\(\newcommand{\P}{\mathbb{P}}\) \(\newcommand{\R}{\mathbb{R}}\) \(\newcommand{\E}{\mathbb{E}}\) \(\newcommand{\N}{\mathbb{N}}\) \(\newcommand{\var}{\text{var}}\) \(\newcommand{\sd}{\text{sd}}\) \(\newcommand{\skw}{\text{skew}}\) \(\newcommand{\kur}{\text{kurt}}\)
  1. Random
  2. 4. Special Distributions
  3. Location-Scale Families

Location-Scale Families

General Theory

Definition

Suppose that \(Z\) is a fixed random variable taking values in \(\R\). For \(a \in \R\) and \(b \in (0, \infty) \), let \(X = a + b \, Z\). The two-parameter family of distributions associated with \(X\) is called the location-scale family associated with the given distribution of \(Z\); \(a\) is called the location parameter and \(b\) the scale parameter.
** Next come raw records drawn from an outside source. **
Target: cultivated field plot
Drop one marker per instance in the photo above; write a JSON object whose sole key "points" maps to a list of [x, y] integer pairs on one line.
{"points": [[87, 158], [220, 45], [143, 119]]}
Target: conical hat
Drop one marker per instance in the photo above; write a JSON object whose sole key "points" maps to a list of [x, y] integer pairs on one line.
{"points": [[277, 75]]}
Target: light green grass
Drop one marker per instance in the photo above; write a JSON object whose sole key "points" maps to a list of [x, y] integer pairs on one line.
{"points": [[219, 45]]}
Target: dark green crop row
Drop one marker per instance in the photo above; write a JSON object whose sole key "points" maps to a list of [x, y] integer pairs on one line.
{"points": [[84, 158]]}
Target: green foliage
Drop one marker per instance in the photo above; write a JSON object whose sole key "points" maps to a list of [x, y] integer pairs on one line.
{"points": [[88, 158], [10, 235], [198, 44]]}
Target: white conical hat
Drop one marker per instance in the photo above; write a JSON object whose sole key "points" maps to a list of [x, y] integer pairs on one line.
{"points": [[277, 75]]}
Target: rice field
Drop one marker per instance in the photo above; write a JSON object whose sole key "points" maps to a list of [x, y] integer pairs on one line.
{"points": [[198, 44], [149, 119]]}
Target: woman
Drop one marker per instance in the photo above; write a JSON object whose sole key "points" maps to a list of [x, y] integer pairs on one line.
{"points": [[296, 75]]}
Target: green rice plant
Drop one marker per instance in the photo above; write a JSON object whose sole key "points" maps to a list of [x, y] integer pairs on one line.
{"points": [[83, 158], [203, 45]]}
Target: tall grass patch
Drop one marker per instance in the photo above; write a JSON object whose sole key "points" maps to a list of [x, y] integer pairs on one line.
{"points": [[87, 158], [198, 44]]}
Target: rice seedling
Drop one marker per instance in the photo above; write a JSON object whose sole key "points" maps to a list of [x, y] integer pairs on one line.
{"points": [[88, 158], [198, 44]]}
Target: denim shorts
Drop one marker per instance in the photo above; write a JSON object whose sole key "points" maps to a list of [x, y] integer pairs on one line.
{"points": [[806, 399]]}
Thus a linear transformation, with positive slope, of the underlying random variable \(Z\) creates a location-scale family for the underlying distribution. In the special case that \(b = 1\), the one-parameter family is called the location family associated with the given distribution, and in the special case that \(a = 0\), the one-parameter family is called the scale family associated with the given distribution. Scale transformations, as the name suggests, occur naturally when physical units are changed. For example, if a random variable represents the length of an object, then a change of units from meters to inches corresponds to a scale transformation. Location-scale transformations can also occur with a change of physical units. For example, if a random variable represents the temperature of an object, then a change of units from Fahrenheit to Celsius corresponds to a location-scale transformation.

Distribution Functions

Our goal is to relate various functions that determine the distribution of \( X = a + b Z \) to the corresponding functions for \( Z \). First we consider the (cumulative) distribution function.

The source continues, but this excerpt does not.